Working late in his lab one night in 1869, Dr. Cyrus Teed of upstate New York saw God. And she was a hottie. Better yet, she showed him that the Earth is a hollow ball with the universe crammed inside, how to interpret the Bible, and how to turn lead into gold. So maybe the good doctor was inhaling the ether. But give the man credit for having the courage of his convictions. Based on these "illuminations," Teed gathered a band of followers and, like all good kooks before and since, headed straight for Florida. Once here he set about building a "New Jerusalem" that was to be home to ten million people. His plans didn't quite turn out, but Teed did manage to build a commune on the banks of the Estero River that supplied its own food, generated its own power, and operated a printing press. When Teed died in 1908, his followers came to their senses and drifted away. The last believer in "Koreshanity" (Koresh is Hebrew for "Cyrus") died in 1981. What's left of the utopian commune is now nestled in a lush state park where you can camp, canoe, hike, and ponder Teed's hallucinogenic view of creation. The park is located just south of Fort Myers, a two-hour drive from Fort Lauderdale.

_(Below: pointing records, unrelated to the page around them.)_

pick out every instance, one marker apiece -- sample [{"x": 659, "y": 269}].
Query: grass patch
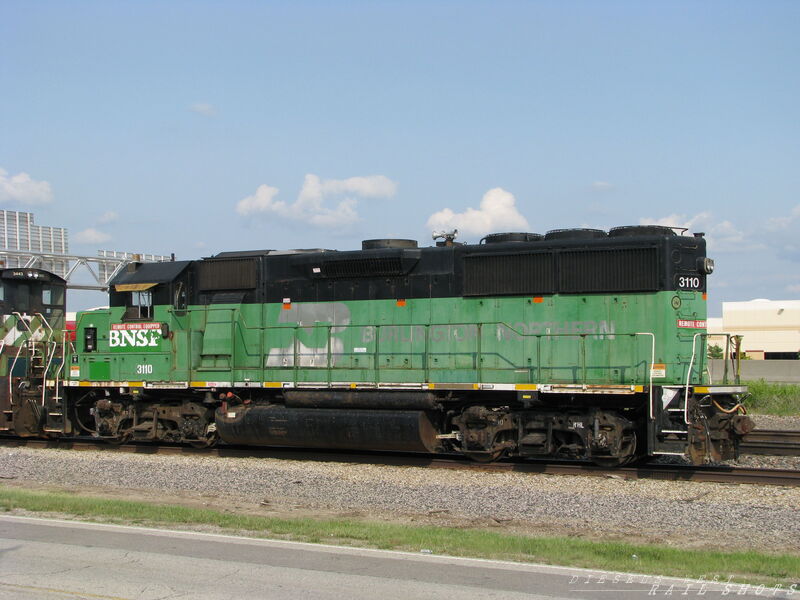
[
  {"x": 781, "y": 399},
  {"x": 749, "y": 566}
]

Best Place To Play Competitive Sports Without Getting Sunstrok

Sports Mall

Two years ago Robert Todoroff's dream came to fruition. An athlete who didn't want to give up his favorite sports, including inline skating, during the most brutal stretches of Florida's heat and humidity, he envisioned an indoor center where entire sports fields could fit in one temperature-controlled building and play would be open to the public. Now entering its third year, the Sports Mall is still the best place for kids and adults to join numerous inline hockey, flag football, lacrosse, volleyball, soccer, and basketball leagues. Team registration fees vary by sport and by league, which include men's, women's, coed, youth, and corporate. But for just $20 per month, members can enjoy any of those sports during open-play sessions scheduled throughout the week -- all indoors in the a/c. Recently added to the center, a sports bar adds to the complex's other amenities, which include a spa, a sports medicine center, a dance school, a martial arts school, and a Gold's Gym location. Gold's and the other businesses charge their own fees, but Sports Mall members can use the gym on Sunday nights as part of their deal.